Couvre-feu: les policiers useront de «gros bons sens», assure Guilbault
Les policiers feront appel à leur «jugement» avant d’émettre des constats d’infractions envers les personnes qui se retrouvent à l’extérieur de chez eux durant le couvre-feu, assure la ministre de la Sécurité publique, Geneviève Guilbault.
C’est ce qu’elle a avancé, jeudi, lors d’un point de presse. Elle confirmait notamment que les amendes atteindront de 1000$ à 6000$.
«Pour la minorité qui continue de vouloir se rassembler, ça va devenir beaucoup plus difficile.» – Geneviève Guilbault
Les personnes en situation d’itinérance seront redirigées vers des refuges, a maintenu la ministre, réitérant l’idée qu’il y a suffisamment de place dans les ressources d’accompagnement. C’est l’essentiel de ce qu’avait affirmé la veille le premier ministre François Legault, en marge de l’annonce de ce couvre-feu.
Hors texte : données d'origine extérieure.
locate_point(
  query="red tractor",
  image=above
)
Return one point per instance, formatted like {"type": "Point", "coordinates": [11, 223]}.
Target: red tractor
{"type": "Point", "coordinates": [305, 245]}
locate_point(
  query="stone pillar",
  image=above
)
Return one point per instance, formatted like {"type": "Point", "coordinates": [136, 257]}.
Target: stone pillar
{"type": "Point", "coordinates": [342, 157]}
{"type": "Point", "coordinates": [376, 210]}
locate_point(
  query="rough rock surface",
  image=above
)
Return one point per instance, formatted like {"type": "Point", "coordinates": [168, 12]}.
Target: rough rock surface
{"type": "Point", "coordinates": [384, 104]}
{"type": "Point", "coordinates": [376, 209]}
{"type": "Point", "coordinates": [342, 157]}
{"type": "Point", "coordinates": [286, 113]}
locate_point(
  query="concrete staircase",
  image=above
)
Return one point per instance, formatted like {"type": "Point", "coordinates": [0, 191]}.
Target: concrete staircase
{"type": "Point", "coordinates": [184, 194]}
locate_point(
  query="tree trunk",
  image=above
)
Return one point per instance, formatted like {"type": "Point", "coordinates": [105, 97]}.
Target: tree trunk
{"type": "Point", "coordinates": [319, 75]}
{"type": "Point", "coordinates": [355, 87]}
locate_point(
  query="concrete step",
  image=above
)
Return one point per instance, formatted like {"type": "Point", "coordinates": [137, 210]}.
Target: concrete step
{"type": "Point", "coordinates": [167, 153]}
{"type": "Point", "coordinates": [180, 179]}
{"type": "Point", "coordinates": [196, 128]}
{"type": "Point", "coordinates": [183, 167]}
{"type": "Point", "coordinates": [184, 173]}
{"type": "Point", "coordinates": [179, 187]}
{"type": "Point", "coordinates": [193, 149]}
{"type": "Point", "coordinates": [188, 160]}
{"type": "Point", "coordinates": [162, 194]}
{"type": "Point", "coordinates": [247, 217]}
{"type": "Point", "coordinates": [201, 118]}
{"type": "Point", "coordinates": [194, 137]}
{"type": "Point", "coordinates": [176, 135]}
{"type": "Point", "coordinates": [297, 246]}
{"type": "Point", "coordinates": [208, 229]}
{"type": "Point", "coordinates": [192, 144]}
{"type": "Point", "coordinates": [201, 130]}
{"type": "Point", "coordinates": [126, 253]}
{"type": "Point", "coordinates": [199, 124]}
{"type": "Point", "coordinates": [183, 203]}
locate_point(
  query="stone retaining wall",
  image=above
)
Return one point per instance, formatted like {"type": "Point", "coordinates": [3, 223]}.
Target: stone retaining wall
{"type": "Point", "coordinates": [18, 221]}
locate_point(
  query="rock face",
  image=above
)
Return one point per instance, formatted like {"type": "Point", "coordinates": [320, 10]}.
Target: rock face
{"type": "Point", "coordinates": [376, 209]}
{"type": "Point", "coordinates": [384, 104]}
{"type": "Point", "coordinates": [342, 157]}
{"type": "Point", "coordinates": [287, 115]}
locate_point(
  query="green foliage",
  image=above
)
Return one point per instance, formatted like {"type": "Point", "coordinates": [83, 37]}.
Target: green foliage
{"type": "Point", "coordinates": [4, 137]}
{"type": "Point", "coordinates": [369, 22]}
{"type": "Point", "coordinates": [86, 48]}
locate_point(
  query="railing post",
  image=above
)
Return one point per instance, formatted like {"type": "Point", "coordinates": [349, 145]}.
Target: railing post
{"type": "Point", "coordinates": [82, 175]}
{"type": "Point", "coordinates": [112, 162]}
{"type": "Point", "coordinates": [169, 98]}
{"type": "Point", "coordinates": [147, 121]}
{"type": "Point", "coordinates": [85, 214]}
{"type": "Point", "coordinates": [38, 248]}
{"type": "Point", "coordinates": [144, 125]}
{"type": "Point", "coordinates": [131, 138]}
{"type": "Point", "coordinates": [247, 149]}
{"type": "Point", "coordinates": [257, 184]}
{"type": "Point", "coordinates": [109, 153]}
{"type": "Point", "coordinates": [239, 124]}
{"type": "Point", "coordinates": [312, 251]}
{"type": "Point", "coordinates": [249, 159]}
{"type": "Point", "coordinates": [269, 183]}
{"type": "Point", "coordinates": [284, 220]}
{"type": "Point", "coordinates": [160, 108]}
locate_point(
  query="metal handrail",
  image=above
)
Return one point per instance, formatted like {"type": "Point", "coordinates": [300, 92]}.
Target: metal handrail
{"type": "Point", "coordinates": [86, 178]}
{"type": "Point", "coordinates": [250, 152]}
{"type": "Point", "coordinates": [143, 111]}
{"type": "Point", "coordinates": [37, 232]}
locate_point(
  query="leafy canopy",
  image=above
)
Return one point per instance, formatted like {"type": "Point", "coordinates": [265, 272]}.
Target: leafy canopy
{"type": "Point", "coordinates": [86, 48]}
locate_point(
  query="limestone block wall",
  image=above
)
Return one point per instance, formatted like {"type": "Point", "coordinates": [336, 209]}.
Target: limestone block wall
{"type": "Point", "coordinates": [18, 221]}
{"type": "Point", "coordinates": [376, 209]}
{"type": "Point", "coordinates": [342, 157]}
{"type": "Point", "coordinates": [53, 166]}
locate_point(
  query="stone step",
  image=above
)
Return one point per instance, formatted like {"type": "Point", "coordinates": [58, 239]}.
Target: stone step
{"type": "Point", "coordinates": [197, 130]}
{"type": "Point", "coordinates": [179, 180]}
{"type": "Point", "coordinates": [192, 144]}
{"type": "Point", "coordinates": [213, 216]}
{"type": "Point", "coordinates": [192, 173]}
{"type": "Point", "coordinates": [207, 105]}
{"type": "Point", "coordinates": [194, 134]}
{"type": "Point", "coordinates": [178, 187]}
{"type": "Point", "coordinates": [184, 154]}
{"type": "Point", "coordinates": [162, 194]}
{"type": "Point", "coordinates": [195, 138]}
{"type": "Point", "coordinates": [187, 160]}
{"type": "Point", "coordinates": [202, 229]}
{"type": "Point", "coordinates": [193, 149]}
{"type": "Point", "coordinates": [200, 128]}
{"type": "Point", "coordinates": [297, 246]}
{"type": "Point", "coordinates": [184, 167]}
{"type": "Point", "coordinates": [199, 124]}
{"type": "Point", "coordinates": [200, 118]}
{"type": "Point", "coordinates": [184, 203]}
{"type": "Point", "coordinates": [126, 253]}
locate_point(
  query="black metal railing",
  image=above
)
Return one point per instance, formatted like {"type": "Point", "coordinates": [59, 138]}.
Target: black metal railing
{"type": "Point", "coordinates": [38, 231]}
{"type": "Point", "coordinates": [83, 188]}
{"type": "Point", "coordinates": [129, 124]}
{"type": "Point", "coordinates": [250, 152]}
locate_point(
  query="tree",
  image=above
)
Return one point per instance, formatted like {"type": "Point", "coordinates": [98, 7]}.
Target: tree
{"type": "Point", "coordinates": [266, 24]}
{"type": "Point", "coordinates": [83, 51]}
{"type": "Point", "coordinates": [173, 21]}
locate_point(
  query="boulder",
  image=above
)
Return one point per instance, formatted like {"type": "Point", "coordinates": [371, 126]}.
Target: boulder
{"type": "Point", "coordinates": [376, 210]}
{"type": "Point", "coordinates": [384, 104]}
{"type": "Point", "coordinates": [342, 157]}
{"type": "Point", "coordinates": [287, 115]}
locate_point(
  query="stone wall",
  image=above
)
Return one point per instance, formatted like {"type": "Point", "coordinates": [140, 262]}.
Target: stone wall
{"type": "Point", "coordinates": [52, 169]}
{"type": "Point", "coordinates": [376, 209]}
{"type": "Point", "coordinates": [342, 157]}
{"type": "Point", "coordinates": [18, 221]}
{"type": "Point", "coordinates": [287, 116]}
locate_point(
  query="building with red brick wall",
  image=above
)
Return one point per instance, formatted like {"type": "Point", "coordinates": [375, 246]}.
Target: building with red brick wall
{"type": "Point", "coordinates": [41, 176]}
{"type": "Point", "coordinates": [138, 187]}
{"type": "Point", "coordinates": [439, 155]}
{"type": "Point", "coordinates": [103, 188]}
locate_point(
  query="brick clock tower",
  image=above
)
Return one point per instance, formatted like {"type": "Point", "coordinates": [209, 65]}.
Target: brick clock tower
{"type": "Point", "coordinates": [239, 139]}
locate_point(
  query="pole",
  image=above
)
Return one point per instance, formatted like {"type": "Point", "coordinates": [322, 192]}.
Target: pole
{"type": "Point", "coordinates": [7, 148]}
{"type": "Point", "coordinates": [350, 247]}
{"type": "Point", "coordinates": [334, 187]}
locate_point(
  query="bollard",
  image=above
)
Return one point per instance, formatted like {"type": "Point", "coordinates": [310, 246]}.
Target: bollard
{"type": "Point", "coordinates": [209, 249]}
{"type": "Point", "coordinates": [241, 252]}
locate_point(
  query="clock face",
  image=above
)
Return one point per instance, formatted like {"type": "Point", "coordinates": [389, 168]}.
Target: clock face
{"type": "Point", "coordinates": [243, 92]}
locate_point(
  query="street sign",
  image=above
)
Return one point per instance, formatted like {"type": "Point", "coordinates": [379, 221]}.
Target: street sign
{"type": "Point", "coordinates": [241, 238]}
«Il n’y a personne qui ne veut donner des contraventions aux itinérants. L’idée, c’est vraiment plus de les accompagner», a signifié la ministre Guilbault.
Une réponse qui ne satisfait pas les organismes qui gèrent justement ces refuges. Ceux-ci demandent en chœur une «amnistie» pour les sans-abris, sous prétexte qu’il n’y a pas suffisamment de lits disponibles.
Le Réseau solidarité itinérance du Québec (RSIQ) craint justement «une incapacité des refuges à répondre aux nouveaux besoins entraînés par le couvre-feu».
«Pour plusieurs personnes en situation d’itinérance, dormir dans une ressource d’hébergement d’urgence n’est pas une option pour des raisons qui leur sont propres. De plus, le premier ministre du Québec ne reflète pas la réalité perçue sur le terrain lorsqu’il affirme qu’il y a suffisamment de place», a souligné l’organisme dans un communiqué de presse, jeudi.
«Déconnectée»
Au Service de police de la Ville de Montréal, on assure se préparer à adopter durant le couvre-feu une «approche préventive et adaptée pour les personnes en situation de vulnérabilité». Or, dans les oppositions provinciales, le message de Québec passe difficilement.
La porte-parole en matière de solidarité sociale du Parti libéral, Paule Robitaille, aurait aimé entendre que les sans-abris feront l’objet d’une exception pure et dure aux yeux des policiers.
«Les refuges sont pleins à craquer. D’ailleurs, ce n’est pas aussi simple que ça, placer un itinérant dans un refuge», lance-t-elle au bout du fil.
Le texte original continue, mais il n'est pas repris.